"Nothing CAN—if you'll only take it…"

"I may lose it—"

"I sha'n't, if I've given it to you!" Her look followed his about the room and then came back to him. "Can't you imagine all it will make up for?"

The rapture of the cry caught him up with it. Ah, yes, he could imagine it all! He stooped his head above her hands. "I accept," he said; and they stood and looked at each other like radiant children.

She followed him to the door, and as he turned to leave he broke into a laugh. "It's queer, though, its happening in this room!"

She was close beside him, her hand on the heavy tapestry curtaining the door; and her glance shot past him to her husband's portrait. Ralph caught the look, and a flood of old tendernesses and hates welled up in him. He drew her under the portrait and kissed her vehemently.

XXXV

Within forty-eight hours Ralph's money was in Moffatt's hands, and the interval of suspense had begun.

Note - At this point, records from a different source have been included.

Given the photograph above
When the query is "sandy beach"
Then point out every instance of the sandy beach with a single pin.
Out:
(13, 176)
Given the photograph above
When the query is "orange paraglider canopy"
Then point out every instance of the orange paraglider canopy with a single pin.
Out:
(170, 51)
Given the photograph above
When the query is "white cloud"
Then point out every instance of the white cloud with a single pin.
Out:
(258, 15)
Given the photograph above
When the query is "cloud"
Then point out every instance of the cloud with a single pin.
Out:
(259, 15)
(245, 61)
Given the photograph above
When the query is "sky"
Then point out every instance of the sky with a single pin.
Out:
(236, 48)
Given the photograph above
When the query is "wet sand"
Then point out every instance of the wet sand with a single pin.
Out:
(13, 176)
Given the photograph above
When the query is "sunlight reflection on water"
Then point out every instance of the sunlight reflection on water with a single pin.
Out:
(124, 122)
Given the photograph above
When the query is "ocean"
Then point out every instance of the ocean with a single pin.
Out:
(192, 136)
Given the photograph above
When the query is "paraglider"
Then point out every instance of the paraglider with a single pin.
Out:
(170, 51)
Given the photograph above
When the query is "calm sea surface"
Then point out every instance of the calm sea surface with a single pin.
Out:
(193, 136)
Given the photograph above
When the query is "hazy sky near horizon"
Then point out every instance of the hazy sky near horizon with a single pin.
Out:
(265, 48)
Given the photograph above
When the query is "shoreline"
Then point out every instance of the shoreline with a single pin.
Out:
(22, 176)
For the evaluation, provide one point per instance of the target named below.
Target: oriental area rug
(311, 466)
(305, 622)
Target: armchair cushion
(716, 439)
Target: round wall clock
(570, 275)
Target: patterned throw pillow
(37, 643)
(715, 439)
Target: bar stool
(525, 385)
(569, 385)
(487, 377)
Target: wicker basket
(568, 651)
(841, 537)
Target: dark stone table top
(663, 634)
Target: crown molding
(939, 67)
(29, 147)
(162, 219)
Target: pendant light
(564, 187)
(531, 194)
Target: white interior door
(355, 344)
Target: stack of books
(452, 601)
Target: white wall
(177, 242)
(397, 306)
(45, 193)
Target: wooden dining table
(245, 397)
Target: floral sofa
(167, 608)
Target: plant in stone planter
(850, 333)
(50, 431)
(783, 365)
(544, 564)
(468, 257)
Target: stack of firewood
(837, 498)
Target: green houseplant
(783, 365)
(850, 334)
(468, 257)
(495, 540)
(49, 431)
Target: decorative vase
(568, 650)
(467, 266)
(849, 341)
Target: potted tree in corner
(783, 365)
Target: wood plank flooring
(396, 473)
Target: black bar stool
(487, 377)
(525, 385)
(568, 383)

The transaction over, he felt the deceptive buoyancy that follows on periods of painful indecision. It seemed to him that now at last life had freed him from all trammelling delusions, leaving him only the best thing in its gift—his boy.

The things he meant Paul to do and to be filled his fancy with happy pictures. The child was growing more and more interesting—throwing out countless tendrils of feeling and perception that delighted Ralph but preoccupied the watchful Laura.